Having retired from elected office almost three years ago, I have enjoyed keeping up with political news from around the state – nowadays from the sidelines. In this era of “fake news” and spin, an engaged citizen must do a lot of research to find the truth on a variety of subjects.
Utility regulation is certainly an area where digging deep is necessary to understand what has always been a fairly complex subject. So, it caught my attention recently when I read that an organization called Clean Virginia claims that “Dominion customers currently pay the 8th-highest bills in the country…” Really?

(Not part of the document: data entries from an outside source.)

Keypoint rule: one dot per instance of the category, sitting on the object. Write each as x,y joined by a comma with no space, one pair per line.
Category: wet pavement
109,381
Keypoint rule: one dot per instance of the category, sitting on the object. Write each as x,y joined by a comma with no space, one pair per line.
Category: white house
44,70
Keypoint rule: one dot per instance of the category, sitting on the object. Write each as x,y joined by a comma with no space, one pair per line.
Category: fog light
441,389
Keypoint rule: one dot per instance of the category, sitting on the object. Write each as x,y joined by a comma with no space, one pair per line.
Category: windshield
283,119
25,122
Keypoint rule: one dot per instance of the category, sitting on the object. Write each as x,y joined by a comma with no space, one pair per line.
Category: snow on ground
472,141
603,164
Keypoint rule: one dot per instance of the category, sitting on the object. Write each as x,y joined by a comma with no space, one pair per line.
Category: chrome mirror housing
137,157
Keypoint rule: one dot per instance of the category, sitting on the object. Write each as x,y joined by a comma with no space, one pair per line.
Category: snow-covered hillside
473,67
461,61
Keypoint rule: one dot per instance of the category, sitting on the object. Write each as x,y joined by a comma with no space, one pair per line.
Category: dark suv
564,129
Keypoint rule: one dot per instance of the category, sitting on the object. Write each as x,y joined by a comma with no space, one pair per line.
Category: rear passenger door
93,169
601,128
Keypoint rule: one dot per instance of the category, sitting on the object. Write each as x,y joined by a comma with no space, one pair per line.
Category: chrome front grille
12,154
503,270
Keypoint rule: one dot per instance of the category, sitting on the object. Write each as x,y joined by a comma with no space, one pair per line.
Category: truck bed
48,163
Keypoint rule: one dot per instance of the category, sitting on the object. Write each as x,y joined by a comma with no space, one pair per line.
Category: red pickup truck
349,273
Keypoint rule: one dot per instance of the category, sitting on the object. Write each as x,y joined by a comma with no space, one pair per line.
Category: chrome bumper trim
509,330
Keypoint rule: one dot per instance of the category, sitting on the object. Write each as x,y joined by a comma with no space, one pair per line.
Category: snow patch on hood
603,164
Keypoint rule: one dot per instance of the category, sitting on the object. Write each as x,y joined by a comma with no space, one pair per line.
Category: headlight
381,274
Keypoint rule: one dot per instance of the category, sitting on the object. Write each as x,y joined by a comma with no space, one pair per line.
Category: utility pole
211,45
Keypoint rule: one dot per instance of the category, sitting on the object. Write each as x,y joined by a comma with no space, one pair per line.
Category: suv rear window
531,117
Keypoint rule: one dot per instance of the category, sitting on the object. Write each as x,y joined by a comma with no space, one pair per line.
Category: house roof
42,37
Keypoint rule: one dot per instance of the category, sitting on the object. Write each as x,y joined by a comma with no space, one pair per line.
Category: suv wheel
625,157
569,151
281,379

A recent article on USA Today’s website which ranks all 50 states says Virginia customers pay $127 for an average monthly bill, and it ranks our state – as a whole – as the 8th highest. But here’s where I had to pay attention: This ranking is for all Virginia customers, which includes Appalachian Power, Dominion Energy and the electric cooperatives, combined. In my years on the Senate Commerce & Labor Committee, I’ve learned to trust the data provided by Virginia’s State Corporation Commission. Sure enough, after a couple clicks on the computer, I found that the SCC data says Dominion Energy customers paid $115 for an average monthly bill as of July 2018, considerably less than Clean Virginia purports – about $12 a month less.
Facts are facts, and the SCC does a really good job of compiling them. Legislators and the public count on the SCC to provide that information to make sound decisions. The Clean Virginia author chose not to use this publicly available data because it doesn’t fit his organization’s narrative that Dominion Energy is supposedly corrupt and overcharges its customers.

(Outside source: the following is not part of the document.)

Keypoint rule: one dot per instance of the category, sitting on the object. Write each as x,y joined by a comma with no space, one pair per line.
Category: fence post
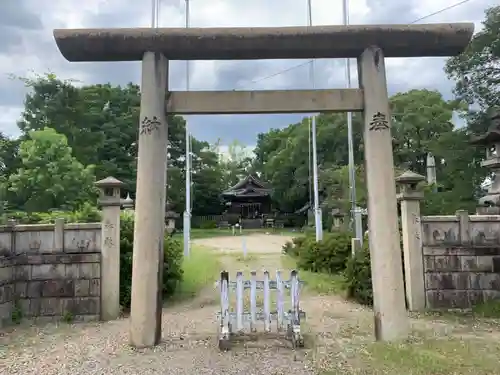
412,239
109,200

According to Clean Virginia’s website it is a 501-C4 organization, which, under IRS rules allows them to NOT report their donations. The irony here is quite obvious. The original editorial which Clean Virginia opined about actually highlights the transparency and openness – of Dominion Energy.
It’s easy to be the critic and demonize a company (and the thousands of employees who serve the Commonwealth every day), when you are not tethered by the truth. The fact is, Dominion Energy has invested millions of dollars in the communities they serve. Their employees volunteer countless hours at schools and non-profits across our state to improve peoples’ lives – hardly the actions of corrupt individuals.
Yes, as an elected official I accepted donations from Dominion Energy and many other regulated companies. And when I disagreed with their positions on policy in the General Assembly, I voted against them. My constituents could judge for themselves whether I was “bought” by these companies. The data on these donations is all available through the Virginia Public Access Project (a political accountability non-profit that’s supported by many entities in Virginia, including – you guessed it – Dominion Energy).